Enfin, au niveau économique, un accord négocié par l’Onu et les Etats-Unis en septembre dernier a permis la reprise de la production pétrolière qui a atteint 1,3 million de barils par jour début décembre. L’accord visait à mettre fin au blocus du secteur pétrolier à l’échelle du pays que Haftar avait imposé depuis janvier 2020, car il accusait la Banque Centrale basée à Tripoli de détourner les recettes de l’exportation du brut. Cependant, les craintes se multiplient quant à un nouvel arrêt de la production si un différend sur la gestion des revenus pétroliers n’est pas résolu. Le litige porte sur les procédures controversées de paiement des ventes de pétrole que le gouvernement basé à Tripoli et la National Oil Corporation (NOC) ont mises en place en septembre dernier. Conformément à cet accord, le GNA et la NOC ont modifié la gestion des revenus pétroliers, s’écartant de la procédure établie sous le régime de Muammar Kadhafi, par laquelle les compagnies pétrolières internationales effectuaient leurs paiements à la « Banque étrangère libyenne », qui transférait automatiquement l’argent dans les coffres de la Banque Centrale.
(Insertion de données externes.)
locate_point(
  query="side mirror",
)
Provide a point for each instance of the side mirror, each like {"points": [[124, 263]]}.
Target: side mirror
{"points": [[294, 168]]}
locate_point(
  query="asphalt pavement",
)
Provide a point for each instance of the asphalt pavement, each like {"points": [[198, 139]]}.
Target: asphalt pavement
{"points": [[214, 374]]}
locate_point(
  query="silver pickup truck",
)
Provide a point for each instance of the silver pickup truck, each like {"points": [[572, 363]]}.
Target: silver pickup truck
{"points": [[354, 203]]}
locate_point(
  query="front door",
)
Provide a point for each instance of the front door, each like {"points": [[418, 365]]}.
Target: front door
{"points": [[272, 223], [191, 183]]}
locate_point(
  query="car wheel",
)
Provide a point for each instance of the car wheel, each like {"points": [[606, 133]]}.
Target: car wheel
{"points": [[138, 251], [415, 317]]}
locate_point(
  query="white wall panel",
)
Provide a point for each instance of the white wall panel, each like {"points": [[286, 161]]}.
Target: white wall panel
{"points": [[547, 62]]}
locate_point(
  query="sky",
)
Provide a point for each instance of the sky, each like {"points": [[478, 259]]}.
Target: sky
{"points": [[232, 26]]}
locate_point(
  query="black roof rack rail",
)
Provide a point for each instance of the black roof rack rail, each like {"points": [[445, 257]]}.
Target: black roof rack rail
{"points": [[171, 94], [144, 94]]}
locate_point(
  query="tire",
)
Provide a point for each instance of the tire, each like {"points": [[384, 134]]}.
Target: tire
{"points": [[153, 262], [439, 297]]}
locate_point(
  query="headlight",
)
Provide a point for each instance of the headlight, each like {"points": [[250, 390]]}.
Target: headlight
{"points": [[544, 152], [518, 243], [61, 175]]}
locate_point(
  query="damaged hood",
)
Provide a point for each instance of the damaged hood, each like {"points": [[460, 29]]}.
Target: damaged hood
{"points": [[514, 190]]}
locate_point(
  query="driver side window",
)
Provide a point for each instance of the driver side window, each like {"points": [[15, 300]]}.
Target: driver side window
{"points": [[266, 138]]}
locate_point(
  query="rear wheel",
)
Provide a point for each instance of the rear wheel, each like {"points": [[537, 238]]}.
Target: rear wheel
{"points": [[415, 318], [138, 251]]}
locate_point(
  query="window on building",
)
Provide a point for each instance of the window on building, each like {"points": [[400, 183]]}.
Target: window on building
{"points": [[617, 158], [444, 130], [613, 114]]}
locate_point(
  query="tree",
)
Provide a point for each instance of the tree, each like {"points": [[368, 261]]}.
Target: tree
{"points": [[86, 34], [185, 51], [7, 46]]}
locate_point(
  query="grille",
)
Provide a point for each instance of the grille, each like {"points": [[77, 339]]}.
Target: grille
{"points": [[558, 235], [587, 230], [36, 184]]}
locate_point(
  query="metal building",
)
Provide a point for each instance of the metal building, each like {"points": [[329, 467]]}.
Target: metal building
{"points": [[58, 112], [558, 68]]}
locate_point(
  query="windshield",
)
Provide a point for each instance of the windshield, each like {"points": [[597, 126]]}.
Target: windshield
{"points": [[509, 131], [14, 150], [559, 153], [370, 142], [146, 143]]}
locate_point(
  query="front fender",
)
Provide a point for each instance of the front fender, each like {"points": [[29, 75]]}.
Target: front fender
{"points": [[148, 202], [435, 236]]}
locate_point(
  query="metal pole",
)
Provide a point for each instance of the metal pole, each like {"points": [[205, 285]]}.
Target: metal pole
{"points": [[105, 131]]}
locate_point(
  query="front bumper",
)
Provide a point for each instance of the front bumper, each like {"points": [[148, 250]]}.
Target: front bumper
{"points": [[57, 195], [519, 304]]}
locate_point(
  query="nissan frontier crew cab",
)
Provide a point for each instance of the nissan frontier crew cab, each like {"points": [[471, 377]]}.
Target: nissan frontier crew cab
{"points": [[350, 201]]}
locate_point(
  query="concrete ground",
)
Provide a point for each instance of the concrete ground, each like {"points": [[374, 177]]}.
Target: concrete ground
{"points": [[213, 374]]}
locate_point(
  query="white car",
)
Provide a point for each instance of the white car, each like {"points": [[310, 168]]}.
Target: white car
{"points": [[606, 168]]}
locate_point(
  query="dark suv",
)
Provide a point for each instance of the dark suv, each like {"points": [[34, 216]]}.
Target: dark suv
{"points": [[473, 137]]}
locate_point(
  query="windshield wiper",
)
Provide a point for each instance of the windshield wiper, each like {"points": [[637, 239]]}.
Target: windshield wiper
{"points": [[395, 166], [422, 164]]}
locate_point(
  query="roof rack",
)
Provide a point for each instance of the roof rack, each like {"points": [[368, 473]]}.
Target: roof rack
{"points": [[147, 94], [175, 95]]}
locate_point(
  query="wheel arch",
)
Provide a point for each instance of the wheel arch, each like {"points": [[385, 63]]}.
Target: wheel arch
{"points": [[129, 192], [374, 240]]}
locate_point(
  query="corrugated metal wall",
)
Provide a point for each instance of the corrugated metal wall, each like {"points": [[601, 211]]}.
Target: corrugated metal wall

Depuis octobre dernier, la NOC conserve « temporairement » les recettes de l’exportation pétrolière sur son propre compte auprès de la Banque étrangère libyenne, en attendant la formation d’un nouveau gouvernement d’unité et la réunification de la Banque Centrale, divisée depuis 2015 en une banque internationalement reconnue, basée à Tripoli, et une succursale parallèle mais non reconnue internationalement à l’est, alliée aux rivaux du GNA. Ce mécanisme doit expirer fin décembre. Mais sans progrès substantiel dans les négociations politiques pour former un nouveau gouvernement ou réunifier la Banque Centrale, le sort de l’accord de septembre semble incertain. S’il est maintenu, comme le préfère la NOC, les recettes des ventes pétrolières resteront intactes sur le compte de la société pétrolière. Mais cela posera le problème de savoir comment, en l’absence de revenus qui lui reviennent, la Banque Centrale s’acquittera de ses obligations budgétaires. Si au contraire le mécanisme de paiement précédent est rétabli à la fin de l’année, comme le souhaite la Banque Centrale de Tripoli, l’ANL pourrait réimposer son blocus pétrolier.